Das ding an sich
Eerder op de dag had ik een kaartje gekocht voor de bus van 18.30 van Florianopolis naar Curitiba en dat wilde ik nu graag omruilen voor een vertrek van 15.00. Zojuist had ik om deze reden ook al even gebeld met de busmaatschappij, maar de telefoniste meldde dat omruilen niet telefonisch en slechts aan de balie op het busstation kon geschieden. En daar stond ik nu te wachten, in de rij voor de ticketbalie. Het computersysteem was down en één en ander kon nog wel even gaan duren.
Achter de balie liepen gefrustreerde personeelsleden nerveus van links naar rechts zonder daarbij enige wezenlijke arbeid te verrichten. Er werd gebeld en daarbij hevig met armen gezwaaid. Her en der werden mensen lukraak geholpen dan wel verwezen naar andere loketten. Wachtenden drongen voor in de rij en stemmen werden geïrriteerd verheven. Kortom er was duidelijk sprake van een ontregeld systeem. Het deed me denken aan een mierennest waarin wanneer je er wat zand overheen gooit de mieren opeens als gekken kriskras door elkaar beginnen te dollen. En hier stond ik als een kind zo gefascineerd dat mierennest aandachtig aanschouwend in mij op te nemen.

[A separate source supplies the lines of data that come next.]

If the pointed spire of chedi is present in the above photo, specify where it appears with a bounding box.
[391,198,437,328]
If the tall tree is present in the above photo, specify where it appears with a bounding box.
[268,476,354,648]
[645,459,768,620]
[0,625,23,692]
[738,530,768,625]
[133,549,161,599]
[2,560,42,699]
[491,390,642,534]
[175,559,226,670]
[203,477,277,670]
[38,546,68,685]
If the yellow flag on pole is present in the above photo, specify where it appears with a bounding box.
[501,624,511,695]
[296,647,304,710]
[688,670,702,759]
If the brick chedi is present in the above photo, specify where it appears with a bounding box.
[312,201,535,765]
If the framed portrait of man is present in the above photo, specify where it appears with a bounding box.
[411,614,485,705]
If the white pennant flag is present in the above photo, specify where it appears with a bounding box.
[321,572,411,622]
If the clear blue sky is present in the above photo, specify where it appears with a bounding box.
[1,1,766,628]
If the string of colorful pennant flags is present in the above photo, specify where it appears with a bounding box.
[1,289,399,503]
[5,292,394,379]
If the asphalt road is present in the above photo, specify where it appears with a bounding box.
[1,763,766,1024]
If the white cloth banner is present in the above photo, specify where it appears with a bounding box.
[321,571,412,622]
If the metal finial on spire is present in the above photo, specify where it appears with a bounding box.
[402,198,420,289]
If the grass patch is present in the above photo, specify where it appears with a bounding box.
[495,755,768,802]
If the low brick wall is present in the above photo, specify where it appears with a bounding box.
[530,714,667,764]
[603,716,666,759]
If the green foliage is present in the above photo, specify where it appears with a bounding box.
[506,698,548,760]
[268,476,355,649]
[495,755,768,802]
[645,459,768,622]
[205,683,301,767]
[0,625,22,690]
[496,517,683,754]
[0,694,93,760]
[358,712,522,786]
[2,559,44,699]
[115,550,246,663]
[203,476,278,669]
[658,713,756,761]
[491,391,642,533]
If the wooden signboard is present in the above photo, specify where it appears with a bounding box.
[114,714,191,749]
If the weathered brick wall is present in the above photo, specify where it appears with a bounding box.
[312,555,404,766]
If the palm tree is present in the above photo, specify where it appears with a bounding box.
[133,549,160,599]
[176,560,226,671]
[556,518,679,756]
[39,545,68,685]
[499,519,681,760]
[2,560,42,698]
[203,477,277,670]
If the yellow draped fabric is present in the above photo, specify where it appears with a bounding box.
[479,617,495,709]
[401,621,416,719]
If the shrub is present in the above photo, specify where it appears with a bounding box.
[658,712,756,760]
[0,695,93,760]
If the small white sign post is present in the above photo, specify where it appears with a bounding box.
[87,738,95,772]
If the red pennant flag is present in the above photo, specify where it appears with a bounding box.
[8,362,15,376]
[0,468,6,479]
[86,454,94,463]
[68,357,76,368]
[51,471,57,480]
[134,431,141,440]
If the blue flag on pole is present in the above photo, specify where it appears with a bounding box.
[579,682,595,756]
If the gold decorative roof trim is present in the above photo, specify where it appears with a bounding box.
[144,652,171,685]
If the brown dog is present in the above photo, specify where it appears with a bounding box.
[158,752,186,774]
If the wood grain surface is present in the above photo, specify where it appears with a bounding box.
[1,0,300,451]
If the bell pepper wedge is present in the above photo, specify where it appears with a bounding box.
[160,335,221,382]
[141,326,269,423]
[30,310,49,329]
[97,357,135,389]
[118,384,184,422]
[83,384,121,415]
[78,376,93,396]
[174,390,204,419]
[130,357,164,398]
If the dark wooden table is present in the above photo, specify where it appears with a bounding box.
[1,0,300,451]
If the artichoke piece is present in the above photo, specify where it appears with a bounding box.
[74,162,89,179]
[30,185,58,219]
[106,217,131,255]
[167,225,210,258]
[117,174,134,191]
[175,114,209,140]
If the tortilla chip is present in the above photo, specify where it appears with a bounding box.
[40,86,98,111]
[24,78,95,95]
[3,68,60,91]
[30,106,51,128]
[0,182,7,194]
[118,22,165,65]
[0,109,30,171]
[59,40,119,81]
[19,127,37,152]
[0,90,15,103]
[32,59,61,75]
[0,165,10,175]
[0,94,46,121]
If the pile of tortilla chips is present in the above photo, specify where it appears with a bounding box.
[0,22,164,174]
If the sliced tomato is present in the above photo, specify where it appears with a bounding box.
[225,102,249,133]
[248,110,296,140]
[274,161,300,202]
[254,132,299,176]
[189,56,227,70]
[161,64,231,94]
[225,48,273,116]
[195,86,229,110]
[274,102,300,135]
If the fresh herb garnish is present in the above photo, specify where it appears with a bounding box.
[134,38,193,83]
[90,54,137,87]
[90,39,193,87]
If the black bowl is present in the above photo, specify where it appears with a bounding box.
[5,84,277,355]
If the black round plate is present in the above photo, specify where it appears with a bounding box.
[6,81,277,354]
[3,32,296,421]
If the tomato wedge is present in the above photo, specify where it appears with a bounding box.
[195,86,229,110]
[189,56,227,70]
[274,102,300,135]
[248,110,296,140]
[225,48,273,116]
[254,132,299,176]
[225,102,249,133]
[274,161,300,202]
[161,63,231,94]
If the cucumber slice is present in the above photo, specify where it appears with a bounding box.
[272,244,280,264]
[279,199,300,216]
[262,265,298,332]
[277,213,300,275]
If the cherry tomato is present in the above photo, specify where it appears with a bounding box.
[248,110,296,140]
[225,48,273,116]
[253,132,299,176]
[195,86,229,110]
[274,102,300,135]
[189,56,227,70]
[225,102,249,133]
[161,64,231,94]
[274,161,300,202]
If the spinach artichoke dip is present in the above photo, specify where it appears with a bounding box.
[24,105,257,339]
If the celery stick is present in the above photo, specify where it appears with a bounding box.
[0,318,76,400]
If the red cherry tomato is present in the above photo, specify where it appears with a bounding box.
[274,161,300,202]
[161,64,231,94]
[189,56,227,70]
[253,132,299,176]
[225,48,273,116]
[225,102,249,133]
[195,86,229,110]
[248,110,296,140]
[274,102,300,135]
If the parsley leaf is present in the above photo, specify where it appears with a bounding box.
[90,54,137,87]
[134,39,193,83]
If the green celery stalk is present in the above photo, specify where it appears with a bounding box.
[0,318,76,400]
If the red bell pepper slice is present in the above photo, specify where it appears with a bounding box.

Mijn eerste reactie was irritatie. Maar na dit alles zo’n twintig minuten te hebben gadegeslagen bekroop mij opeens een zeer helder gevoel van inzicht, van begrip, rust en acceptatie. Dit was hun wereld, hun samenleving met al haar specifieke facetten zoals daar zijn; taal, communicatie, sociale omgangsregels, normen en waarden, gedeelde symbolen, helden, leiders, educatieniveau, financiële middelen, etc.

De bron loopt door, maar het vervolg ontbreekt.